Hi. I would like to present some results of what we are doing for modeling larval cod growth and survival in two distinct ecosystems. This work is a collaboration with other known GLOBEC participants, and also people in Norway. Our main focus is to explore how temperature, light, and food abundance may control growth of larval cod differentially through the season, and how these properties may change between ecosystems.

Our two ecosystems of interests are the Georges Bank cod population and the Northeast Arctic cod stocks. They are locate at the latitudinal extremes of the North Atlantic, and are used here as examples of two systems that can be studied in order of understanding how the governing processes required to ensure high growth and survival are structured in each system. To understand this we rely on the use of mechanistic individual based models that consists of the major physical and biological processes that we know govern growth of larval cod

If we look at the number of recruits from the Northeast Arctic cod stock we notice how the numbers that survives between years differ significantly, And just with 4 years temporal difference we find the maximum and minimum of the recruits.

The same type of pattern can be seen for Georges Bank cod stock. Thre are large variations in number of recruits per year.

We know that most of eggs and  larval cod dies. And we also know that the ones that survives the first 5 months of their life, are the ones that we fish 3 years later. There fore to understand fisheries recruitment we can have to understand the underlying properties that control growth and survival though the first 5 months. Still, these processes may rely n the ecosystem that we are interested in and can be varying widely between ecosystems.

For example light, is of crucial importance to larval fish. They rely on light to find food. For the two ecosystems that we are interested in here, there is a strong seasonal variation of number of light hours per day available to feeding in the Barents Sea. The number of light hours changes from 12=24 hours per day. For the Georges Bank, the seasonal variation in number of lighthours are much more constant. These properties make it distinctly different two grow up in the Barents Sea or the Georges Bank.

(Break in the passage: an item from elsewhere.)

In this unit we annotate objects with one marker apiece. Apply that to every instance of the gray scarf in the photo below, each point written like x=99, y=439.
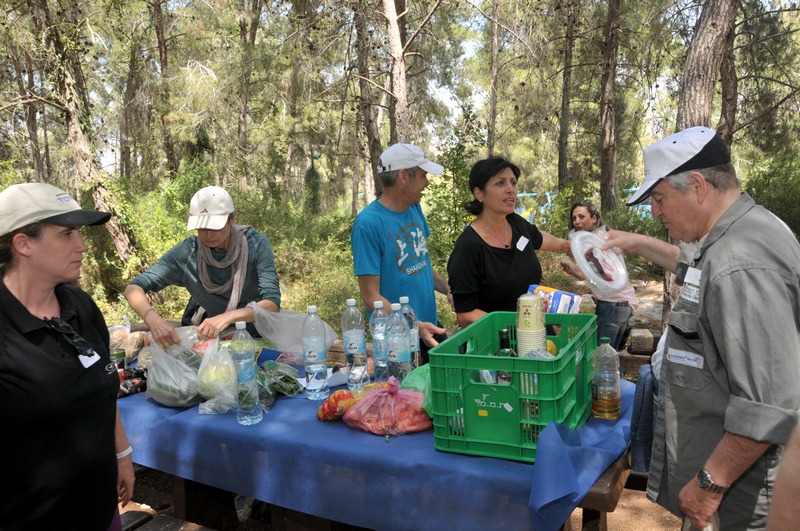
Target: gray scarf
x=236, y=257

All of these properties are modeled though the use of an individual based model. Based on the input of temperature, light, and prey availability, combined with a mechanistic model for early life history of co, we are able to capture the essence of an ecosystem and how the larvae is able to survive in this ecosystem.

This approach was done in a recently submitted paper where we varied light , temperature, and prey abundance through the day for newly hatched larval cod in Lofoten. This made it possible to estimate growth as a  function of time of the year,

What we also did was to estimate the average temperature for the period 1995-1999 and then calculate the averaged growth for various levels of prey abundance. We then could relate yearly growth to the average growth rate and see how the growth anomalies varies between years. In this plot it is quite clear that 1999 is striking is a year of high growth rate, given high prey abundance, and this also fits well with observed values. Still, we need to compare these results with observed values of RNA:DNA.